Smallest pairs to be added to a set to make it an equivalence relation

Question

$$R = \{(1,1), (1,3), (1,5), (4,4),(4,6)\}, \quad A = \{1,2,3,4,5,6\}$$

Determine the smallest set of pairs of elements which needs to be added to $R$ so that the resulting relation $\Bbb{R}^*$ is an equivalance relation.

My atttempt:

In order for it to equivalent relation it needs to be reflective, symmetric and transitive.

This would mean that the lowest reflective pair is $(1,1)$ which is already in $\Bbb{R}$.

There seem to be no transitive pairs within $\Bbb{R}$ and no symmetric pairs either.

Question: I am wondering how would this solved as I assumed you would write out all the other pairs that are not in $\Bbb{R}$ which would make up $\Bbb{R}^*$.

Answer 1

Hint: Think about this in terms of equivalence classes, rather than an equivalence relation: what is the most fine-grained partition of $A$ into equivalence classes that $R$ "allows"?

For instance, letting $A$ have only one equivalence class would be allowed by $R$, but it's probably not the most fine-grained. On the other hand, letting each element be alone in its own equivalence class is the most fine-grained you can get, but it is not allowed by $R$. You need to find the middle gound here.

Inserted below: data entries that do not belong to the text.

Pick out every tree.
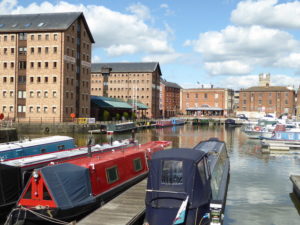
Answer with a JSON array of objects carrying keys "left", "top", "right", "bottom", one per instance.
[
  {"left": 123, "top": 112, "right": 129, "bottom": 120},
  {"left": 103, "top": 110, "right": 110, "bottom": 121}
]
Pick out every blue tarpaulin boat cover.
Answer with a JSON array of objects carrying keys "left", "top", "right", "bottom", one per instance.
[
  {"left": 146, "top": 149, "right": 211, "bottom": 208},
  {"left": 40, "top": 163, "right": 95, "bottom": 209}
]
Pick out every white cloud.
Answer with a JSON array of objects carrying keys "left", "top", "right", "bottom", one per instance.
[
  {"left": 127, "top": 3, "right": 153, "bottom": 20},
  {"left": 217, "top": 74, "right": 300, "bottom": 90},
  {"left": 204, "top": 60, "right": 251, "bottom": 75},
  {"left": 160, "top": 3, "right": 174, "bottom": 16},
  {"left": 92, "top": 55, "right": 102, "bottom": 63},
  {"left": 142, "top": 52, "right": 182, "bottom": 64},
  {"left": 184, "top": 25, "right": 300, "bottom": 75},
  {"left": 231, "top": 0, "right": 300, "bottom": 29},
  {"left": 4, "top": 0, "right": 174, "bottom": 56}
]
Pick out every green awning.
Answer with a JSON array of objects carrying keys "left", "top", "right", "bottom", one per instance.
[
  {"left": 128, "top": 99, "right": 149, "bottom": 110},
  {"left": 91, "top": 96, "right": 132, "bottom": 109}
]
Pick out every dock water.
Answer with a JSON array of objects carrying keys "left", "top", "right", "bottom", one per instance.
[
  {"left": 290, "top": 175, "right": 300, "bottom": 199},
  {"left": 77, "top": 178, "right": 147, "bottom": 225}
]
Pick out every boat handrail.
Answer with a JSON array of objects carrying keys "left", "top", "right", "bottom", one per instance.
[{"left": 146, "top": 189, "right": 187, "bottom": 195}]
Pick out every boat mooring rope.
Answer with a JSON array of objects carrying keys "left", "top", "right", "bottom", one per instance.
[{"left": 4, "top": 207, "right": 71, "bottom": 225}]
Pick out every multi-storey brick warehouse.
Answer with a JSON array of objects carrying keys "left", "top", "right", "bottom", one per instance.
[
  {"left": 159, "top": 79, "right": 182, "bottom": 117},
  {"left": 91, "top": 62, "right": 161, "bottom": 118},
  {"left": 0, "top": 12, "right": 94, "bottom": 122},
  {"left": 239, "top": 86, "right": 295, "bottom": 116},
  {"left": 181, "top": 87, "right": 234, "bottom": 116}
]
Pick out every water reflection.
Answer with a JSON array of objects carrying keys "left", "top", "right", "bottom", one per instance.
[{"left": 21, "top": 125, "right": 300, "bottom": 225}]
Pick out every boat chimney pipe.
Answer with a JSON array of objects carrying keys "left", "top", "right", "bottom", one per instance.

Once you have the equivalence classes, you can find the corresponding equivalence relation, and figure out which pairs are in there.

Answer 2

This would mean that the lowest reflective pair is $(1,1)$ which is already in R.

You need to add the least amount of pairs needed to make $R^\ast$ reflexive.   Merely having $(1,1)$ will not make $R^\ast$ reflexive, on its own.   Some new pairs will need to be added.

To be reflexive will require that $\forall x\in A: (x,x)\in R^\ast$, what is, for every element $x$ in $\{1,2,3,4,5,6\}$ the pair $(x,x)$ needs to be in $R^\ast$.   So what pairs need to be added to make this so?

There seem to be no transitive pairs within $R$ and no symmetric pairs either.

Indeed, that is why they need to be added.   Your task is to add the fewest necessary pairs to make $R^\ast$ transitive and symmetric.   (PS: remember the pairs added above will still be needed to be in $R^\ast$.)

Start with symmetry.